Ella dejó la costura a un lado, con el corazón ya acelerado antes de saber lo que iba a decir. Él se arrodilló frente a ella, quedando a la altura de sus ojos. Tomó sus manos entre las suyas, grandes y ásperas, y dijo, despacio, cada palabra cargada de peso:
—No soy un hombre de rodeos. Te quiero. Quiero quedarme aquí. Quiero cuidarte. Y quiero que seas mía.
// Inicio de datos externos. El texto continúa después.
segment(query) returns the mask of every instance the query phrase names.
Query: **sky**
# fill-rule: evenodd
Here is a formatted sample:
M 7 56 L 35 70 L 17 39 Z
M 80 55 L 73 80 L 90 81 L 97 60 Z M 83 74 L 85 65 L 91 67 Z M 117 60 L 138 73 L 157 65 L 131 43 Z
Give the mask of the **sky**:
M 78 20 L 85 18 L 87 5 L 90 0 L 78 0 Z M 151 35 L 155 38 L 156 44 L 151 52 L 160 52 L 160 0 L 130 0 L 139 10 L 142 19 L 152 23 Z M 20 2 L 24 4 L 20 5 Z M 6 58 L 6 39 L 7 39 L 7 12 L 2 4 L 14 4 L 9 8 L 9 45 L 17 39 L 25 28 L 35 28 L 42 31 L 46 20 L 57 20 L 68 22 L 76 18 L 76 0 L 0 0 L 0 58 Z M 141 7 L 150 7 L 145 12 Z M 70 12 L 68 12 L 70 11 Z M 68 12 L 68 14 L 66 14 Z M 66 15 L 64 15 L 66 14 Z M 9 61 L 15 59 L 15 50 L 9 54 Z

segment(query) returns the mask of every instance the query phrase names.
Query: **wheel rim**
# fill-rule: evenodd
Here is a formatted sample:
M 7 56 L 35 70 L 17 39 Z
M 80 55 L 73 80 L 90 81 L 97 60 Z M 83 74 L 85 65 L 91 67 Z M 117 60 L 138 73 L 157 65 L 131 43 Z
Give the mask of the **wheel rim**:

Ella retiró las manos, se levantó rápidamente y le dio la espalda. Él permaneció arrodillado.
—No sabes lo que estás diciendo —dijo ella, con la voz temblorosa—. Soy vieja. Tú eres joven. Esto no tiene sentido.

Él se levantó, se acercó a ella por detrás, sin tocarla, pero ella sintió el calor de su cuerpo.
—Tiene todo el sentido. Sientes lo mismo que yo. No me mientas, ni te mientas a ti misma.

Ella cerró los ojos. Las lágrimas llegaron antes de que pudiera detenerlas. Él la giró suavemente para que lo mirara, limpió las lágrimas con el pulgar y dijo:
—No me voy a ir. Llora, ten miedo, pero no me voy a ir.

Ella apoyó la frente en su pecho. Él la abrazó con cuidado, como si fuera a romperse. Pero ella no se rompió. Se quedó allí, respirando el olor a cuero y sol, sintiendo el latido firme de su corazón contra su mejilla.

Por primera vez en siete años, no se sintió sola.

Esa noche, cuando él cruzó la puerta de su cuarto, todo cambió.

Y cuando llegó el invierno, tal como él había prometido, ella llevaba un hijo suyo.